TEN ROZDZIAŁ JEST NAPISANY W TRZECIEJ OSOBIE
W nocy..
Tess Chadburn, spała w swojej sypialni, jak gdyby nic. Przewróciła się na, lewy bok, i powiedziała nieco głośnym tonem:
-Nie proszę, zostaw mnie.
Zaczęła się, szarpać, i głośno oddychać.
A wtedy..
Czarna postać, w jej pokoju zaczęła się jej jeszcze bardziej przyglądać.. z zaciekawieniem ? A może z przerażeniem ? Albo z współczuciem ? Po czym, wolnym krokiem zmierzała w jej kierunku. Tess, nie była tego świadoma, że w jej własnym pokoju przebywała czarna nieznajoma postać, a do tego wszystkiego była przez nią obserwowana.
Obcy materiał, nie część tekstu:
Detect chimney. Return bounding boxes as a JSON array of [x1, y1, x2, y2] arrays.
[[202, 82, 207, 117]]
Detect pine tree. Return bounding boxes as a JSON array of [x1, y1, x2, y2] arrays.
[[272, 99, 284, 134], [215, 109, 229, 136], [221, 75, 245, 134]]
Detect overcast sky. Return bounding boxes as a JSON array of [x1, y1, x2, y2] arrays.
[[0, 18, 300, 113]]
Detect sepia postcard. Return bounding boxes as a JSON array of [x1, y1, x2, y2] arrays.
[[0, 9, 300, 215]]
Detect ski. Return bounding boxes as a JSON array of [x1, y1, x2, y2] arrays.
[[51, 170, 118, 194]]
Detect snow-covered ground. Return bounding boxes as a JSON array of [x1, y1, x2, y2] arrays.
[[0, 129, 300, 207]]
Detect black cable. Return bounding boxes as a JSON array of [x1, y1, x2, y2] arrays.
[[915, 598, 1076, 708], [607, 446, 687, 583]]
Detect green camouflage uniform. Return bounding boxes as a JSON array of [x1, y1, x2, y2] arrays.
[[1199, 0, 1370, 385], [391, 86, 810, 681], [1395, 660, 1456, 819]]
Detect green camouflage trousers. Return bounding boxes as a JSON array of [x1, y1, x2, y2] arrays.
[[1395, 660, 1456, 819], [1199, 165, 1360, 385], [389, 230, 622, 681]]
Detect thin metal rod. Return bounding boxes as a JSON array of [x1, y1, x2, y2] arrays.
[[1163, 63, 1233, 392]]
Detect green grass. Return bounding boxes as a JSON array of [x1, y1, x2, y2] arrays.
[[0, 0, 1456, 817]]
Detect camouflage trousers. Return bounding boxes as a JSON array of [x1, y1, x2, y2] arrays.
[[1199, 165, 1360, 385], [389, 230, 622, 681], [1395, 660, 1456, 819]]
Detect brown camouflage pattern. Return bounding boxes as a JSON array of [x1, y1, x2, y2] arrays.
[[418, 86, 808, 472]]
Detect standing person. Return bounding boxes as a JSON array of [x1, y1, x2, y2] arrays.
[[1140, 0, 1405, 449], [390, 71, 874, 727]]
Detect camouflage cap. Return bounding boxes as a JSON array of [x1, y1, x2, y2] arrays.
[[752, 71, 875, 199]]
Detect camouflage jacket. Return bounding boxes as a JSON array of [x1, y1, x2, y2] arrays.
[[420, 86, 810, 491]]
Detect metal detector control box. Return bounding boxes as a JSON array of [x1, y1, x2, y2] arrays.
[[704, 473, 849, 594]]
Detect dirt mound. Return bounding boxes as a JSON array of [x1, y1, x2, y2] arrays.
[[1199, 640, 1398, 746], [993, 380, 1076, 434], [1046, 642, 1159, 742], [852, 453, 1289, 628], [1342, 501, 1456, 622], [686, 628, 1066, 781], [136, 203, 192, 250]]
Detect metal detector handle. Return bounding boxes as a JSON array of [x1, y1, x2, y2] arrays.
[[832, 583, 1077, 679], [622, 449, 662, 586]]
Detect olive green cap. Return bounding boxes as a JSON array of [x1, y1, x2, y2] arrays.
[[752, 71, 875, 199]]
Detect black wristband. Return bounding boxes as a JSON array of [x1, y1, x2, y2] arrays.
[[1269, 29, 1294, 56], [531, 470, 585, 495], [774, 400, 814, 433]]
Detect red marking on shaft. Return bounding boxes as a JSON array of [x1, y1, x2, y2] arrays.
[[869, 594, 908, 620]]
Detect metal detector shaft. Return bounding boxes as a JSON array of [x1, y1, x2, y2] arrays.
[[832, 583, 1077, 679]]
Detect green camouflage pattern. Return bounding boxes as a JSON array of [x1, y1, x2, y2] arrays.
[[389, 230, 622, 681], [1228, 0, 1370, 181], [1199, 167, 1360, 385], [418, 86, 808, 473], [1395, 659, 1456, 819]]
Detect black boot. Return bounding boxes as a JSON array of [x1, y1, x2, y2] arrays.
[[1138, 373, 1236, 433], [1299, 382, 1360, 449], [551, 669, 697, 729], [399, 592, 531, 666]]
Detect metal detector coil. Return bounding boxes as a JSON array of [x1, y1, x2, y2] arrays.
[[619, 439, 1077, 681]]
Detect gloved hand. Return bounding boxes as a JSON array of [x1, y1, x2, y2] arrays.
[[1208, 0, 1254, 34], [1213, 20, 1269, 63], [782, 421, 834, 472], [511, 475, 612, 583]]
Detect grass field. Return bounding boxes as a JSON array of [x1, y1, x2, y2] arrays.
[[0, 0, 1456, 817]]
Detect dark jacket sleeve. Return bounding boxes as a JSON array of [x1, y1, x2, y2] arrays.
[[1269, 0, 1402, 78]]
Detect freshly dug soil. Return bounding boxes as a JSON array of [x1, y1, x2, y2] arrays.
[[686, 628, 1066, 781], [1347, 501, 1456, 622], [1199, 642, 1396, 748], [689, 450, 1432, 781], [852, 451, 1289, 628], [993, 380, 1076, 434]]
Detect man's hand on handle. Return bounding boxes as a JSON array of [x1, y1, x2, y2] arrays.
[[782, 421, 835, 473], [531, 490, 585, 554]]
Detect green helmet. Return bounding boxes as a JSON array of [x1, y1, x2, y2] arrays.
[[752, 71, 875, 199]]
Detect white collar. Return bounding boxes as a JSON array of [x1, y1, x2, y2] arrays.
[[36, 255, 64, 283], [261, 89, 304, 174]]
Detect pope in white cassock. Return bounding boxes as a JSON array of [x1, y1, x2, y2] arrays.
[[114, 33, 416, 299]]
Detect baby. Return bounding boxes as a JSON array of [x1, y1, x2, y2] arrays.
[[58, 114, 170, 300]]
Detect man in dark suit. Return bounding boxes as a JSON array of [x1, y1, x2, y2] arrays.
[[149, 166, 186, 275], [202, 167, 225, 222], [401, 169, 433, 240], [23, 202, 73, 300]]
A chwilę, później.. Czarna postać, sięgnęła po jej delikatną dłoń, i zaczęła ją masować, przy tym mówiąc:
-Jesteś bezpieczna, Hieno.-w pomieszczeniu, rozległ się zmutowany głos. Przez co, Tess natychmiast się ocknęła z koszmaru, i wstała do pozycji siedzącej, rozglądając się po całym pokoju. Czarnej postaci nie było, zupełnie jakby rozpłynęła się w powietrzu.
Gdy nic nie znalazła, co by przyciągnęło jej uwagę, poszła dalej spać.
Tymczasem, czarna postać kolejny raz zawitała w jej pokoju. Więcej nie podeszła.